For a well production optimization and cost per barrel of oil reduction, it is very essential to have an accurate measurement of well flowing bottom-hole pressure (FBHP) available all the time during the life of the well. It is a common practice follow in the oil and gas industry to run bottom-hole pressure gauges to record FBHP. However, interfering a producing well is an expensive and time-consuming task, involved with production disruptions and safety risks. To address these concerns, numerous mechanistic and empirical models were formulated to predict FBHP. Among these a large number of models were developed under small laboratory scale conditions and are, ultimately, inaccurate when up-scaled to field conditions.

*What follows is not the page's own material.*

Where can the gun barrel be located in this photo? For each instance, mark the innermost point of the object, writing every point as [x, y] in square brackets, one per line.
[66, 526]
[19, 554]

This study presents an intelligent solution by the development of an empirical model to quantify FBHP for a vertical well. The new model is based on the surface production data such as tubing perforation depth, flow rate of oil, flow rate of gas, flow rate of water, API gravity of oil, tubing string internal diameter, well bottom-hole temperature, wellhead surface temperature, and wellhead pressure. The data used to train the proposed empirical model collected from the published sources, which covered practically reasonable values. The proposed model is also validated by testing against new dataset, and the results were then compared statistically with the other methods used in petroleum industry. The results show that the proposed empirical model considerably outperforms reviewed models and delivers the prediction of FBHP with high accuracy.
The novelty of the proposed empirical model is that it depends only on the surface production which makes the prediction of FBHP in a real time. The proposed model is accurate and can serve as a handy tool for the production engineers to forecast the FBHP in a real time.